Last Guardian of Everness
- First edition
- Author: John C. Wright
- Cover artist: Justin Sweet
- Language: English
- Series: The War of the Dreaming
- Genre: Fantasy
- Publisher: Tor Books
- Publication date: 2004
- Publication place: United States
- Media type: Print (Hardcover)
- Pages: 332 pp.
- ISBN: 0-312-84871-4
- OCLC: 54500715
- Dewey Decimal: 813/.6 22
- LC Class: PS3623.R54 L37 2004

= Last Guardian of Everness =

2004 novel by John C. Wright

The Last Guardian of Everness: Being the First Part of the War of the Dreaming is a fantasy novel by American speculative fiction writer John C. Wright, published by Tor Books. It is followed by Mists of Everness.

== Overview ==

The novel tells the tale of Raven, son of Raven, who bargains with a necromancer, Koschei the Deathless, to save the life of his pretty young wife Wendy, who is in the terminal ward of the hospital. The price is that Raven must kill an innocent stranger. The stranger selected is Galen Waylock, the youngest and last watchman of an order of guardians protecting mankind from a supernatural invasion through the Gates of Greater Slumber. The conceit is that man has been separated from the world of dreams in order to preserve him: the fairies and gods remembered in myth yearn to re-establish their old rule.

The story draws on varied mythological sources.

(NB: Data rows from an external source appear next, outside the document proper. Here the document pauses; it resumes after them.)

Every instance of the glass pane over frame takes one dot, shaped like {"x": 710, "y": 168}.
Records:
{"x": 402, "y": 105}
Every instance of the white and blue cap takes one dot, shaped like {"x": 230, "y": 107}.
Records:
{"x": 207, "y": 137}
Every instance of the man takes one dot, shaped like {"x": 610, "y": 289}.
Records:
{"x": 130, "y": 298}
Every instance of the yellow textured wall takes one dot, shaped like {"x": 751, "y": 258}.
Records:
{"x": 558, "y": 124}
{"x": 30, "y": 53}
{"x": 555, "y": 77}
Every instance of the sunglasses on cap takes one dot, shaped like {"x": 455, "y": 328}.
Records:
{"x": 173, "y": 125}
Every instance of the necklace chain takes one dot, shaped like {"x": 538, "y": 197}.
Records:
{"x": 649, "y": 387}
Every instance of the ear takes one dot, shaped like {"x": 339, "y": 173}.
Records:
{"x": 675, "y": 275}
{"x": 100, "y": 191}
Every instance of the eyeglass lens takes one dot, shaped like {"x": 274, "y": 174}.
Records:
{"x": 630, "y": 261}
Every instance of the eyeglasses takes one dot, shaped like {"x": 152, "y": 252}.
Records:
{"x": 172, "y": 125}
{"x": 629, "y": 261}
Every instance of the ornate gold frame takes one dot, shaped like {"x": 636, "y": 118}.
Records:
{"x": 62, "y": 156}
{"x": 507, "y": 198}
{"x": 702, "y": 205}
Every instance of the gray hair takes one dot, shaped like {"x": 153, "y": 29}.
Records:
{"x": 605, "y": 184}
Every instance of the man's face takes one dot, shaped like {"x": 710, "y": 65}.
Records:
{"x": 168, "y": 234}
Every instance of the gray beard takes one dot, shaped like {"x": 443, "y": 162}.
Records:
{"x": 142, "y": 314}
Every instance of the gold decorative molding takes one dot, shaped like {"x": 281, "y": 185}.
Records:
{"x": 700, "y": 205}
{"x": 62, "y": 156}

Koschei (or Koschey) the Deathless is from Russian folk tales; the Selkie are from Irish lore, the Kelpie, Scottish; Oberon, Titania, and Merlin the Magician, English. The giants Surtvitnir and Bergelmir are Norse. The angels and fallen angels in the story answer either to their Christian or pagan names: The Archangel Uriel, for example, is also called Hyperion, and Apollo the Destroyer.